Référé mesures utiles (L. 521-3 CJA) – Tribunal administratif de Bordeaux – Rejet de la demande d’injonction de délivrance d’un récépissé de renouvellement de titre de séjour. Le juge constate que le préfet a pris, le 10 février 2026, une décision de refus de séjour assortie d’une obligation de quitter le territoire français.

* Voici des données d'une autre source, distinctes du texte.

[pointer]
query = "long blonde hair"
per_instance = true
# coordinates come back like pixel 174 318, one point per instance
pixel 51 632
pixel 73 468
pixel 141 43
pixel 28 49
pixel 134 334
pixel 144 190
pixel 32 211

La mesure sollicitée ferait obstacle à l’exécution de cette décision administrative, ce qui interdit au juge des référés de l’ordonner en application de l’article L. 521-3 du code de justice administrative.
Texte intégral
Vu la procédure suivante :
Par une requête enregistrée le 31 janvier 2026, M. A... B... demande au juge des référés, saisi sur le fondement de l’article L. 521-3 du code de justice administrative, d’enjoindre au préfet de la Gironde de lui délivrer un récépissé de demande de renouvellement de titre de séjour et de statuer sur sa demande ans un délai raisonnable.
Il soutient que la mesure sollicitée est utile et urgente ; l’urgence est caractérisée par la durée excessive d’instruction de sa demande de renouvellement de titre de séjour, la rupture de la continuité administrative depuis l’expiration du dernier récépissé le 15 décembre 2025 et les conséquences sociales et professionnelles immédiates, notamment la radiation de France Travail, la perte de tout droit social et l’impossibilité de rechercher un emploi.
Par un mémoire enregistré le 11 février 2026, le préfet de la Gironde conclut au rejet de la requête.
Il soutient qu’il a pris une décision de refus de séjour, assortie d’une obligation de quitter le territoire français le 10 février 2026.
Vu les autres pièces du dossier.
Vu :
- le code de l’entrée et du séjour des étrangers et du droit d’asile ;
- le code de justice administrative.
Le président du tribunal a désigné Mme Gay, vice-présidente, pour statuer sur les demandes de référé.
Considérant ce qui suit :
1. M. A... B..., né le 11 mars 1991, de nationalité tunisienne, est entré régulièrement en France le 1er octobre 2017 et a bénéficié en dernier lieu d’un titre de séjour portant la mention « salarié » valable jusqu’au 1er janvier 2025 dont il a sollicité le renouvellement le 20 décembre 2024. M. B... demande au juge des référés, sur le fondement de l’article L. 521-3 du code de justice administrative, d’enjoindre au préfet de la Gironde de lui délivrer un récépissé de demande de renouvellement de titre de séjour.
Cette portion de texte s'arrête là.